Where we lived in England, we were used to sharing the narrow streets with fast-moving vehicles, and I was used to having to watch the boys every step as we walked to school, but here there seems to be a better balance. The layout of the streets means that the pedestrian has more expectation of priority, and seems generally to get priority – it’s a wonder to me that more Canadians aren’t killed while on holiday in Europe; just try stepping in front of a turning car on an intersection in London!
So, externally, the house looks different, and internally we have much more space than we are accustomed to. On our first visit to the house, the boys set off exploring while we chatted in the family room, and after a while, I thought I should go and look for them. The result felt like going for a walk inside my own house – several flights of stairs, seemingly endless corridors and any number of rooms which they could have got lost in. It’s not just that the rooms are generally bigger than we were used to; there are so many of them. We still have two entire rooms – which will eventually become our living and dining rooms – which we simply do not use yet. We don’t have furniture for them yet, and we don’t need to use them.
The chat in the family room was with the previous owner of our house. We have been extremely lucky with this purchase; not only did we buy from people who had themselves gone through the process of emigrating from England, and orienting themselves in this place, but we bought from people who have been unfailingly friendly and helpful, and that has made the whole process much easier than it could have been.
As most of you will know, the process of buying and selling property in England (and I exclude Scotland from this deliberately) has become increasingly adversarial. Our own sale, which should have been straightforward, turned into an agony of waiting, bargaining and threats sadly familiar to many people these days. We consider ourselves lucky to have escaped from the process with more or less the amount of money we had asked for, and only a week later than planned. The possibility that the sale could have fallen through less than a week before we flew out still gives me sleepless nights, and our situation was not unusual, or even particularly bad.
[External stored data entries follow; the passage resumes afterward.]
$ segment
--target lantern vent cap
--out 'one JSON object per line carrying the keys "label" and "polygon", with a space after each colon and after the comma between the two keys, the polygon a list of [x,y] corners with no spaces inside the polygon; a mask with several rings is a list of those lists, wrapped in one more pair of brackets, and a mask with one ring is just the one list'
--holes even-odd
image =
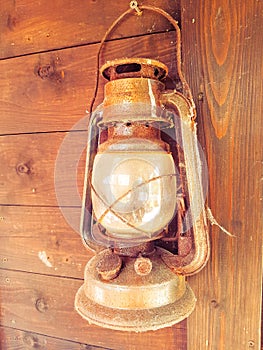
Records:
{"label": "lantern vent cap", "polygon": [[106,62],[100,69],[107,80],[148,78],[163,80],[168,73],[165,64],[150,58],[122,58]]}

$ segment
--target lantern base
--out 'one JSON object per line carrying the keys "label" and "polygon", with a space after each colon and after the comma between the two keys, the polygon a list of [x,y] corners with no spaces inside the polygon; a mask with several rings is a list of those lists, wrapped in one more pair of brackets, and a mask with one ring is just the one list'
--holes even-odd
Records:
{"label": "lantern base", "polygon": [[145,332],[170,327],[195,308],[196,299],[183,276],[172,273],[157,248],[152,271],[139,276],[134,260],[126,259],[118,277],[103,281],[96,265],[105,251],[93,257],[85,270],[85,282],[75,298],[75,309],[91,324],[121,331]]}

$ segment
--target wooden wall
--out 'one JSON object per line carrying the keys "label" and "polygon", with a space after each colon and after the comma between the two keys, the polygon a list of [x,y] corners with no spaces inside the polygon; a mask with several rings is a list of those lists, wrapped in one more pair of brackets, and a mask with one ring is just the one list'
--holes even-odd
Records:
{"label": "wooden wall", "polygon": [[[70,165],[56,158],[65,137],[75,142],[69,158],[83,147],[85,123],[71,129],[93,94],[98,42],[128,3],[1,2],[0,349],[259,349],[263,28],[257,0],[143,2],[181,21],[184,68],[209,166],[209,205],[237,236],[211,228],[211,260],[189,278],[198,296],[196,311],[188,323],[145,334],[92,326],[74,311],[92,254],[63,216],[78,224],[79,196],[68,178]],[[123,56],[160,59],[171,83],[170,29],[158,16],[131,16],[114,31],[102,63]],[[102,96],[103,81],[98,102]],[[55,186],[54,171],[63,166]],[[79,193],[83,168],[84,156]],[[56,192],[62,194],[63,213]]]}
{"label": "wooden wall", "polygon": [[[260,349],[262,30],[260,1],[182,0],[185,70],[209,167],[211,259],[191,278],[188,347]],[[194,336],[192,336],[194,334]]]}

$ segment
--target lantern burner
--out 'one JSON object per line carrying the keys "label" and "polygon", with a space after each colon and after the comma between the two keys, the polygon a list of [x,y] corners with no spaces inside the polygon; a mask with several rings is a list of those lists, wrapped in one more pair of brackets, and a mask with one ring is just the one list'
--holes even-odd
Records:
{"label": "lantern burner", "polygon": [[180,322],[191,314],[196,299],[184,277],[164,264],[162,253],[163,249],[156,248],[150,259],[122,257],[120,274],[107,281],[98,273],[98,266],[113,253],[97,254],[86,266],[76,310],[91,323],[122,331],[150,331]]}

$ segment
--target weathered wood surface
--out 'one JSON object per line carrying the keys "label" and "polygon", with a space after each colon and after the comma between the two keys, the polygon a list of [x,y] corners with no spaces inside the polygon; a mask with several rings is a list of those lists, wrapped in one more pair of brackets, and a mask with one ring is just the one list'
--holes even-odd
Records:
{"label": "weathered wood surface", "polygon": [[184,67],[199,94],[209,205],[236,238],[211,229],[188,350],[260,349],[262,231],[262,2],[182,1]]}
{"label": "weathered wood surface", "polygon": [[1,350],[110,350],[89,344],[77,343],[48,337],[33,332],[25,332],[14,328],[0,326]]}
{"label": "weathered wood surface", "polygon": [[[154,0],[179,20],[179,1]],[[111,23],[129,8],[129,1],[9,1],[0,8],[0,58],[99,42]],[[131,15],[116,27],[111,38],[165,31],[169,23],[146,12]]]}
{"label": "weathered wood surface", "polygon": [[[57,191],[67,197],[65,205],[80,206],[87,136],[84,131],[72,133],[66,154],[63,152],[65,157],[57,161],[60,146],[67,135],[39,133],[0,137],[1,204],[58,206]],[[78,150],[80,154],[76,154]],[[78,158],[80,162],[76,164]],[[56,167],[60,169],[60,178],[55,186]],[[77,171],[76,182],[71,182],[68,174],[75,175]]]}
{"label": "weathered wood surface", "polygon": [[[79,208],[63,208],[80,222]],[[0,206],[0,267],[83,278],[93,256],[59,208]]]}
{"label": "weathered wood surface", "polygon": [[89,325],[74,311],[83,281],[0,269],[1,324],[24,331],[116,350],[186,350],[186,323],[147,333]]}
{"label": "weathered wood surface", "polygon": [[[107,42],[101,63],[156,58],[174,77],[174,45],[174,32]],[[0,134],[70,130],[93,97],[97,51],[98,45],[89,45],[0,61]],[[105,79],[100,82],[97,102]]]}
{"label": "weathered wood surface", "polygon": [[[151,3],[179,18],[178,2]],[[98,42],[127,4],[100,0],[78,6],[68,0],[63,4],[2,1],[0,56],[26,56],[0,61],[1,135],[67,131],[82,118],[93,94],[98,46],[73,46]],[[198,103],[199,134],[210,171],[209,205],[217,220],[237,236],[227,237],[213,227],[211,260],[205,270],[189,278],[198,304],[188,320],[188,350],[259,349],[262,3],[182,0],[182,14],[184,67]],[[129,19],[112,38],[168,28],[158,17],[159,26],[152,14],[142,18]],[[63,47],[68,49],[41,53]],[[146,56],[159,58],[174,70],[173,47],[173,33],[118,40],[107,43],[102,62]],[[33,52],[37,54],[28,55]],[[101,99],[102,89],[98,102]],[[85,126],[81,124],[80,129]],[[78,279],[91,255],[57,208],[53,172],[66,135],[0,138],[0,203],[10,205],[0,208],[0,323],[22,332],[112,349],[186,350],[185,322],[154,333],[129,334],[89,326],[74,312],[74,295],[82,283]],[[78,140],[76,145],[80,144]],[[83,160],[77,185],[80,192]],[[65,205],[76,206],[63,210],[74,211],[77,222],[79,201],[72,196],[64,175],[61,186],[68,189]],[[50,262],[52,267],[39,259],[39,251],[46,252],[46,264]],[[41,311],[35,307],[37,300]],[[19,332],[0,329],[14,337]],[[14,344],[12,338],[5,339],[7,349],[25,348]],[[52,349],[75,346],[51,344],[55,344]]]}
In contrast, from the first contact we had with them, Andrew and Janet, and their family, made us feel welcome, and that we were all on the same side. Even as I grew more and more nervous about the late arrival of the funds, they kept telling us not to worry, that it would all be resolved. And it was.
But I’m saving the best until last. I almost didn’t tell this tale, because I don’t think it’s a typical Canadian situation, but it’s too good a story to miss. Before we arrived, Andrew and Janet invited us to a party. Said party to be held in the house we were about to buy, the weekend before we were due to move in. We accepted somewhat bemusedly, and turned up on the Saturday night not entirely sure what to expect. What we got, of course, was the most perfect introduction to a new house that it is possible to imagine. We had the chance to see the house in use, as it were, not just as a kind of museum piece, which is how most houses for sale are presented, and we got the precious opportunity to meet all our new neighbours. I’m not sure if we were sizing them up, or if they were sizing us up, but it was a fantastic experience, and the perfect way to get to know people. I think I should start a campaign to have a ‘handover party’ included in every property sale.
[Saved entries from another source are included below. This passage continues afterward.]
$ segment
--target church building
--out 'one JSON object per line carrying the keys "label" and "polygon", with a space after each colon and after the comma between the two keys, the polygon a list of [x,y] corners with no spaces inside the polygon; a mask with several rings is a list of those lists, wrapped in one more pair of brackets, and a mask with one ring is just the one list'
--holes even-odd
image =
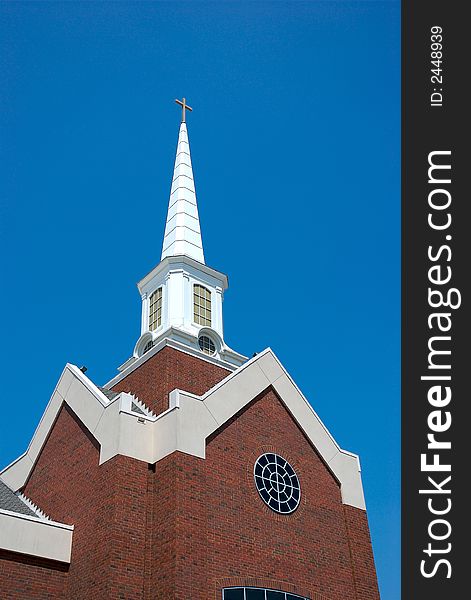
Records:
{"label": "church building", "polygon": [[0,472],[0,599],[378,600],[358,456],[270,348],[226,342],[178,102],[132,356],[105,385],[67,364]]}

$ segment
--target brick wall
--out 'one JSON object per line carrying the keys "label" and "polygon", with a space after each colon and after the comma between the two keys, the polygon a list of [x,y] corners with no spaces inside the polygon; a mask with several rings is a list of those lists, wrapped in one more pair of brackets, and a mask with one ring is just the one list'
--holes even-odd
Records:
{"label": "brick wall", "polygon": [[118,382],[115,392],[134,394],[155,414],[168,408],[168,394],[180,388],[201,396],[231,371],[166,346]]}
{"label": "brick wall", "polygon": [[[253,465],[265,451],[278,452],[298,473],[302,497],[292,515],[271,511],[255,489]],[[176,453],[172,461],[177,473],[172,597],[220,598],[224,585],[258,582],[311,598],[377,600],[365,513],[344,512],[338,483],[274,391],[217,432],[205,460]],[[158,571],[154,584],[162,590],[155,597],[166,597]]]}
{"label": "brick wall", "polygon": [[67,598],[141,598],[147,464],[122,456],[98,461],[95,440],[63,406],[25,494],[75,526]]}
{"label": "brick wall", "polygon": [[68,565],[0,550],[2,600],[62,600]]}
{"label": "brick wall", "polygon": [[357,597],[379,599],[368,517],[364,510],[354,508],[353,506],[345,505],[344,511],[349,538],[351,540]]}
{"label": "brick wall", "polygon": [[[226,375],[165,348],[115,389],[162,410],[172,389],[202,394]],[[266,451],[298,473],[292,515],[273,513],[255,489],[253,465]],[[342,504],[337,481],[271,388],[208,440],[206,459],[176,452],[156,465],[121,456],[99,465],[95,440],[64,406],[25,493],[75,525],[72,563],[50,573],[9,560],[29,591],[2,598],[214,600],[227,585],[312,600],[379,598],[366,514]],[[48,585],[62,588],[47,596]]]}
{"label": "brick wall", "polygon": [[[203,394],[228,373],[164,348],[115,389],[131,391],[161,412],[176,387]],[[75,526],[65,597],[154,598],[157,560],[167,590],[162,597],[173,598],[176,474],[172,459],[157,467],[155,474],[146,463],[122,456],[99,465],[95,439],[62,407],[24,492],[51,518]],[[40,593],[38,588],[38,598]]]}

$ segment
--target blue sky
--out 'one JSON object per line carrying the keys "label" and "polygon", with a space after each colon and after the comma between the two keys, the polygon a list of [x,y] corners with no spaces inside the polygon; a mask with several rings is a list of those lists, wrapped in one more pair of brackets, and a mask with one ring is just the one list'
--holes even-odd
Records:
{"label": "blue sky", "polygon": [[66,362],[139,335],[186,96],[225,338],[270,346],[360,454],[383,600],[400,596],[400,6],[0,7],[0,465]]}

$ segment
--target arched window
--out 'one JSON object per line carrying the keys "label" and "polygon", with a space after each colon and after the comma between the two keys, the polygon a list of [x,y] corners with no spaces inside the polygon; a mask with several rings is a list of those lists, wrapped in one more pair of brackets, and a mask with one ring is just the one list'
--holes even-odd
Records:
{"label": "arched window", "polygon": [[162,324],[162,288],[155,290],[149,299],[149,331],[155,331]]}
{"label": "arched window", "polygon": [[232,587],[222,591],[223,600],[309,600],[304,596],[265,588]]}
{"label": "arched window", "polygon": [[198,325],[211,327],[211,292],[198,284],[193,290],[193,316]]}
{"label": "arched window", "polygon": [[154,347],[154,342],[152,340],[149,340],[147,342],[147,344],[144,346],[144,350],[142,351],[142,354],[149,352],[149,350],[152,350],[153,347]]}

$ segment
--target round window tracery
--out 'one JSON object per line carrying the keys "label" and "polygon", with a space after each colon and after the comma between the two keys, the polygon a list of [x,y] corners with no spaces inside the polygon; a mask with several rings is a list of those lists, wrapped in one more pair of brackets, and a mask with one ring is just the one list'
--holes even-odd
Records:
{"label": "round window tracery", "polygon": [[214,354],[216,354],[216,346],[213,342],[213,340],[208,337],[207,335],[201,335],[198,338],[198,344],[200,347],[200,350],[202,352],[204,352],[205,354],[207,354],[208,356],[213,356]]}
{"label": "round window tracery", "polygon": [[298,476],[278,454],[268,452],[258,457],[254,479],[260,497],[273,511],[286,515],[298,508],[301,499]]}

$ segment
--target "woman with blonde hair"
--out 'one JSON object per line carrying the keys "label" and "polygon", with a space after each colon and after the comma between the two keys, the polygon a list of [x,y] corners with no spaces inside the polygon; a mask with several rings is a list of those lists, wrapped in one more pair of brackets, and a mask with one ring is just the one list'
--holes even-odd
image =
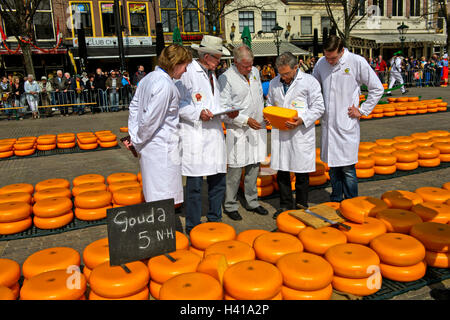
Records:
{"label": "woman with blonde hair", "polygon": [[128,132],[139,155],[145,201],[174,199],[183,202],[178,132],[180,79],[192,55],[183,46],[170,45],[161,52],[155,71],[139,82],[130,103]]}

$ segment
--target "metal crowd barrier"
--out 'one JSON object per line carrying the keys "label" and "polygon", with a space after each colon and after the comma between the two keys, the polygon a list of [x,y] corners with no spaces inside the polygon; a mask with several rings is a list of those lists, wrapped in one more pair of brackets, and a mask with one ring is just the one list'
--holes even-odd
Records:
{"label": "metal crowd barrier", "polygon": [[[390,83],[390,71],[375,73],[382,83]],[[401,72],[406,87],[439,87],[442,83],[441,69],[421,69]],[[394,86],[399,83],[395,83]]]}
Then I think of the English system – mixing a contentious sale, where either party could still pull out, with alcohol and loud music might not be the best idea I’ve ever had. But it worked for us; after we’d seen the house full of people enjoying themselves, how could it not?
So, thank you to Andrew and Janet (and best wishes in your new home) and although our transaction was not exactly typical, it somehow seems right in keeping with everything else we’ve experienced so far – surprising, fun and welcoming.